Aβ-related hyperactivation in frontoparietal control regions in cognitively normal elderly

Abstract

The accumulation of amyloid-beta (Aβ) peptides, a pathologic hallmark of Alzheimer's disease, has been associated with functional alterations in cognitively normal elderly, most often in the context of episodic memory with a particular emphasis on the medial temporal lobes. The topography of Aβ deposition, however, highly overlaps with frontoparietal control (FPC) regions implicated in cognitive control/working memory. To examine Aβ-related functional alternations in the FPC regions during a working memory task, we imaged 42 young and 57 cognitively normal elderly using functional magnetic resonance imaging during a letter Sternberg task with varying load. Based on (18)F-florbetaben-positron emission tomography scan, we determined older subjects' amyloid positivity (Aβ+) status. Within brain regions commonly recruited by all subject groups during the delay period, age and Aβ deposition were independently associated with load-dependent frontoparietal hyperactivation, whereas additional compensatory Aβ-related hyperactivity was found beyond the FPC regions. The present results suggest that Aβ-related hyperactivation is not specific to the episodic memory system but occurs in the PFC regions as well.

Keywords: Aging; Amyloid PET; Amyloid-beta deposition; Frontoparietal control regions; Working memory; fMRI.

Copyright © 2015 Elsevier Inc. All rights reserved.

Figures

Figure 1

Age and Aβ deposition are associated with greater parametric increases in delay-period activation in a verbal WM brain network common across all subjects. Brain regions demonstrating activation and deactivation in relation to WM load (1, 3, or 6 letters) during a stimulus presentation (A), delay (B), and probe (C) phase of the letter Sternberg task. Warm colors indicate load-dependent increases in activation and cool colors indicate load-dependent decreases in activation (i.e., deactivation). Results are thresholded at p < 0.05, cluster corrected for multiple comparisons. Scales represent T values. L: Left hemisphere; R: Right hemisphere. Within each task phase, upper plots display mean contrast values of significant clusters showing load-related increases in activation (i.e., warm-colored regions in lateral and medial views of semi-inflated brain surfaces) for each group. Lower plots display mean contrast values of significant clusters showing load-related increases in deactivation (i.e., cool-colored regions in lateral and medial views of semi-inflated brain surfaces) for each group. For the probe phase, significant parametric changes occurred only in deactivation. Error bars represent s.e.m. * p<0.05; ** p<0.01

Figure 2

Voxel-wise comparisons between young and Aβ− older subjects and between Aβ+ and Aβ− older subjects in load-dependent delay activity slope within the frontoparietal control regions. Brain regions showing greater load-dependent activity slope for Aβ−O compared to young subjects and Aβ+ compared to Aβ − older subjects (yellow; p > 0.05, cluster size corrected for multiple comparisons) are overlaid on regions showing a common load-dependent parametric increase in the delay period activity across all groups (orange), which are shown in Figure 1B (warm colors).

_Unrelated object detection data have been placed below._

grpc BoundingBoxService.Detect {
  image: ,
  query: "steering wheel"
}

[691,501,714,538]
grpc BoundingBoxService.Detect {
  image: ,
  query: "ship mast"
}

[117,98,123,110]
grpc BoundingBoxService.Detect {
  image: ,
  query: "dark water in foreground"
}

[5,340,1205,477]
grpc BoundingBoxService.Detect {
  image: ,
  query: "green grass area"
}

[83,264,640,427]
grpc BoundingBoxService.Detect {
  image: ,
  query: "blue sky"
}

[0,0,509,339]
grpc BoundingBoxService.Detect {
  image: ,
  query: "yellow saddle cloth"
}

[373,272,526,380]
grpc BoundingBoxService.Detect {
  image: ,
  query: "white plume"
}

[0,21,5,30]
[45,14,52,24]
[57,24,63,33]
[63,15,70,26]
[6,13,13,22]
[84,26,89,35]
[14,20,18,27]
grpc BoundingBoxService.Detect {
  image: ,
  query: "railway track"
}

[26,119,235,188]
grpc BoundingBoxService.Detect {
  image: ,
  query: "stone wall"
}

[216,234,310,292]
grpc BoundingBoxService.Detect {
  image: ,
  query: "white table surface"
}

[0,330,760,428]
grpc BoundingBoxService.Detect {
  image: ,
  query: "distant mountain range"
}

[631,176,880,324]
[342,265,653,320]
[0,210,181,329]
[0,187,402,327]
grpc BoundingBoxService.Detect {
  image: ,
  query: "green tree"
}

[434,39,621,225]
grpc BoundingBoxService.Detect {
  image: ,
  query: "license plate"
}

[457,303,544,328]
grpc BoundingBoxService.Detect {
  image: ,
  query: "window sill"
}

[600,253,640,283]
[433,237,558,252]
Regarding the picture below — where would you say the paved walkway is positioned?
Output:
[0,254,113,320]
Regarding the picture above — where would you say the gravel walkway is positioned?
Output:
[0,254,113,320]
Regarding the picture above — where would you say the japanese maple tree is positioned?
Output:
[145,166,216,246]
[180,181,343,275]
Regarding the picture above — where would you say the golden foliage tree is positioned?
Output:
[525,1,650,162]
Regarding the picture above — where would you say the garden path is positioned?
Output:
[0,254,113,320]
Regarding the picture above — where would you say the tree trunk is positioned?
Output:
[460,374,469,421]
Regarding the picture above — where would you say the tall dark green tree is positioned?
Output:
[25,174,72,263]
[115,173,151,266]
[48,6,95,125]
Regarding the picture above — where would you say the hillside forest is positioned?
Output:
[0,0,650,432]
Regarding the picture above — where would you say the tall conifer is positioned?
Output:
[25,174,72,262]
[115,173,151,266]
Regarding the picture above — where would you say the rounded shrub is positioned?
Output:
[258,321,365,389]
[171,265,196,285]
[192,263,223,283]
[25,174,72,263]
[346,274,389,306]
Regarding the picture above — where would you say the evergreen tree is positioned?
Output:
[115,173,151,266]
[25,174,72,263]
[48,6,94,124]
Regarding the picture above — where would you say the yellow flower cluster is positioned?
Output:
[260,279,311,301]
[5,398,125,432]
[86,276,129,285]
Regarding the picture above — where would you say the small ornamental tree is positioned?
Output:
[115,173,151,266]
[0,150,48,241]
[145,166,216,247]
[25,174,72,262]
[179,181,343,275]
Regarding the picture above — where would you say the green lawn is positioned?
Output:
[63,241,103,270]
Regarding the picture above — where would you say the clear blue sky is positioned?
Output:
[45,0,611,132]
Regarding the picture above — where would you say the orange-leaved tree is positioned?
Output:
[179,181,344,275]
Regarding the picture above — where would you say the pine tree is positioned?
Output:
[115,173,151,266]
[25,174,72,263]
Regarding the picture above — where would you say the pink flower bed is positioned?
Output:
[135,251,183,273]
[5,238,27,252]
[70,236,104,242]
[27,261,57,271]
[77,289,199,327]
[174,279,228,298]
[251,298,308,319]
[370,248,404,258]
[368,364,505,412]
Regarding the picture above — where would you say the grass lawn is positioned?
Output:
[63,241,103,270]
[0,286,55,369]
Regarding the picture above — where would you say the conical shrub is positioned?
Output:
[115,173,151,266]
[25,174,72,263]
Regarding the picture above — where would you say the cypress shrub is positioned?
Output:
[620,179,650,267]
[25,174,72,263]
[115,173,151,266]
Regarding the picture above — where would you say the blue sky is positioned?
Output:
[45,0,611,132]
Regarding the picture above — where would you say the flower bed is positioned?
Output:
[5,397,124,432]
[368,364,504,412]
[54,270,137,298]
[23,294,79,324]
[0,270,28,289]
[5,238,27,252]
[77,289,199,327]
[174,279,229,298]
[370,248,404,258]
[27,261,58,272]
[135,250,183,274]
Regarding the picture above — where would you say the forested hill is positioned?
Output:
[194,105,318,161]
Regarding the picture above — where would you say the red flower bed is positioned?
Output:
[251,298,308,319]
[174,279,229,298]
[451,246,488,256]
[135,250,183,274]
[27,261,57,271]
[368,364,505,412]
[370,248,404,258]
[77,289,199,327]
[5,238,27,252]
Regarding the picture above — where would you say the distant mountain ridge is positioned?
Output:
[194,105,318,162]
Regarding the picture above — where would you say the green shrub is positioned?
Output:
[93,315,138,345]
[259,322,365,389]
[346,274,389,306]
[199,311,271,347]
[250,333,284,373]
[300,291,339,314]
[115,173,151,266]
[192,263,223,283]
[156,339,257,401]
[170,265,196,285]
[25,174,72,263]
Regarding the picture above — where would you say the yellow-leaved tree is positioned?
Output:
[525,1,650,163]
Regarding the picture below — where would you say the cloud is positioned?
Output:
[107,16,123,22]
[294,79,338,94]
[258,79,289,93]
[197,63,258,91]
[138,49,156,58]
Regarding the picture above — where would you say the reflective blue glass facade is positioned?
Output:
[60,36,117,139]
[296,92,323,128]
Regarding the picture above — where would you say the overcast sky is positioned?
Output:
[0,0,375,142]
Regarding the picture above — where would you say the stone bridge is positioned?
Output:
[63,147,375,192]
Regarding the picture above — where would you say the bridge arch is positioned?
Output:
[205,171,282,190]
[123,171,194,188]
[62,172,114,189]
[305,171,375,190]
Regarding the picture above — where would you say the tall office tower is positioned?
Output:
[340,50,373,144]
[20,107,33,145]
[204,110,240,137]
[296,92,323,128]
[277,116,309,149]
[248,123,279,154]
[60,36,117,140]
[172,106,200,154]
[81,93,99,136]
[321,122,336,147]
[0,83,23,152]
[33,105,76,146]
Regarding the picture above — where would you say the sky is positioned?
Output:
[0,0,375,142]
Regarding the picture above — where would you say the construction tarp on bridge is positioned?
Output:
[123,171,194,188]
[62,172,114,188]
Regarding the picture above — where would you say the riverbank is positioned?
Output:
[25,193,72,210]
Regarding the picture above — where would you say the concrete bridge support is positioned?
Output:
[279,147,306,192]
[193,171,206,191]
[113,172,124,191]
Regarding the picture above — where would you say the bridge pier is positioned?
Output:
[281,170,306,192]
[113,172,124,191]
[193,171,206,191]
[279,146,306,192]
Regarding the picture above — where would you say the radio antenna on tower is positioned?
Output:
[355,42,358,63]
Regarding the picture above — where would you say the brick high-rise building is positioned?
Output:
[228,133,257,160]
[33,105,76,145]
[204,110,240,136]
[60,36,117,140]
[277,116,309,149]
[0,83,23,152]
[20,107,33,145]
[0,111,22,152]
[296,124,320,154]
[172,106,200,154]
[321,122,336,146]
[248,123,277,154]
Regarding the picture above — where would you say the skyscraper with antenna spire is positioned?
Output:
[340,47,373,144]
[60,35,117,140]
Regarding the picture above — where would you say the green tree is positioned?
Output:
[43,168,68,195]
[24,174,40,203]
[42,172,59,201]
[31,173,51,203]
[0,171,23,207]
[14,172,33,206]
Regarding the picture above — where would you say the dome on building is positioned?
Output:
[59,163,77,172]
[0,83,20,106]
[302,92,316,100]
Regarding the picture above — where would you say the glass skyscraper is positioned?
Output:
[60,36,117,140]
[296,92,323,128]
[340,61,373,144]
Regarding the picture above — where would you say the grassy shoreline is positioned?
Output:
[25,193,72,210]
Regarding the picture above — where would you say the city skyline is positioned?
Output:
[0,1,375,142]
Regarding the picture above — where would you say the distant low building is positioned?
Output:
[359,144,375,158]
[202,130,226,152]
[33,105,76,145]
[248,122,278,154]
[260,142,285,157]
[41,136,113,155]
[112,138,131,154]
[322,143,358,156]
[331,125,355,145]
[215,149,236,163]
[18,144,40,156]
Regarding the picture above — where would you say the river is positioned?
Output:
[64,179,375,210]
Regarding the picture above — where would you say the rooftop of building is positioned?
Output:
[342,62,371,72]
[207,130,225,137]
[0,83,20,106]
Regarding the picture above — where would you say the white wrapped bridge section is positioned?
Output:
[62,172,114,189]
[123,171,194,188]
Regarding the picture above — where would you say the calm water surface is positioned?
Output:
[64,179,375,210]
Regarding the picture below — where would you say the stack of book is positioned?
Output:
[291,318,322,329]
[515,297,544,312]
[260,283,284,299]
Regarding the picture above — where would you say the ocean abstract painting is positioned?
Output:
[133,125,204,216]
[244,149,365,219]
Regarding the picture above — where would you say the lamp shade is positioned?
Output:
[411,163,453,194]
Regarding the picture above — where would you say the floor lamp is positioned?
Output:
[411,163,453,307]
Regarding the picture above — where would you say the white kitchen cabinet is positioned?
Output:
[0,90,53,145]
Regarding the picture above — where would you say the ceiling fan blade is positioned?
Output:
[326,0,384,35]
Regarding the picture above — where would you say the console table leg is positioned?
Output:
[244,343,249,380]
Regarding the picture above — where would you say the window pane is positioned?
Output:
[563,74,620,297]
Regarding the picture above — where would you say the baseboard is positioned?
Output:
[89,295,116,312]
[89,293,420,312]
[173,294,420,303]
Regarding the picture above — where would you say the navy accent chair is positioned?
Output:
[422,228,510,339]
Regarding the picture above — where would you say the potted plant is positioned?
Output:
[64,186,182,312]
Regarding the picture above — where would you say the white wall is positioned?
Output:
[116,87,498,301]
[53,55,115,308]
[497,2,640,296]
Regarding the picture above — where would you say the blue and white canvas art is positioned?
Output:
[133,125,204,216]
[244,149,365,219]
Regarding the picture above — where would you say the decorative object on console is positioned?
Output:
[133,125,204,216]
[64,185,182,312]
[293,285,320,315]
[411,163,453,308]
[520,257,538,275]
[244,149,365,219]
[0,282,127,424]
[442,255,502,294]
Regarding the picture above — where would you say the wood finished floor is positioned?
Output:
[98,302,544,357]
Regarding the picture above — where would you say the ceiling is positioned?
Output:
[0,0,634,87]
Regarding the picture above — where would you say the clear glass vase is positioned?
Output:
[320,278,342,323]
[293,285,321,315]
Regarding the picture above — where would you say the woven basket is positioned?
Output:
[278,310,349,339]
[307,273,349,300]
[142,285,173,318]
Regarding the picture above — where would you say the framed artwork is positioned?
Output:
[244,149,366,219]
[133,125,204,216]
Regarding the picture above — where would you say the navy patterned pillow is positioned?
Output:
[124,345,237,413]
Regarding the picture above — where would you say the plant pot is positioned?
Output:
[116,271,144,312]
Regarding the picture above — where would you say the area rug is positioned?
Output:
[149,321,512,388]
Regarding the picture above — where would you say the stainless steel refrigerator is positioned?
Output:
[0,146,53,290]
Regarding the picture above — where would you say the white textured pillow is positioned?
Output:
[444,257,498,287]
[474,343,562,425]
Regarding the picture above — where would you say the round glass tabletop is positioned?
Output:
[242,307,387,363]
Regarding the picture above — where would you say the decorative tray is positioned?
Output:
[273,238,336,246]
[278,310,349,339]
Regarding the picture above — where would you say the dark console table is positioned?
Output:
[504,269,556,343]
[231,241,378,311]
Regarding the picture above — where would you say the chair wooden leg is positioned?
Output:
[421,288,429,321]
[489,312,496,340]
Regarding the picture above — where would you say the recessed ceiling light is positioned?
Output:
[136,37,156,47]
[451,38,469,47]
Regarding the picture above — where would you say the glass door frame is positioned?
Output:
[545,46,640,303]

Figure 3. Parametric activity increases for WM load relates to Aβ deposition as a continuous measure

(A) Warm colors indicate regions showing a positive relationship between load-related linear increases of activity and global SUVR. These regions mostly do not overlap with regions common across all subjects. Results are thresholded at p<0.05, cluster corrected for multiple comparisons. Scales represent T values. L: Left hemisphere; R: Right hemisphere. (B) Scatterplots visualize that greater parametric increases are positively related to the amount of amyloid deposition as measure by global SUVR. Contrast values of young subjects are displayed on the left for comparison purposes.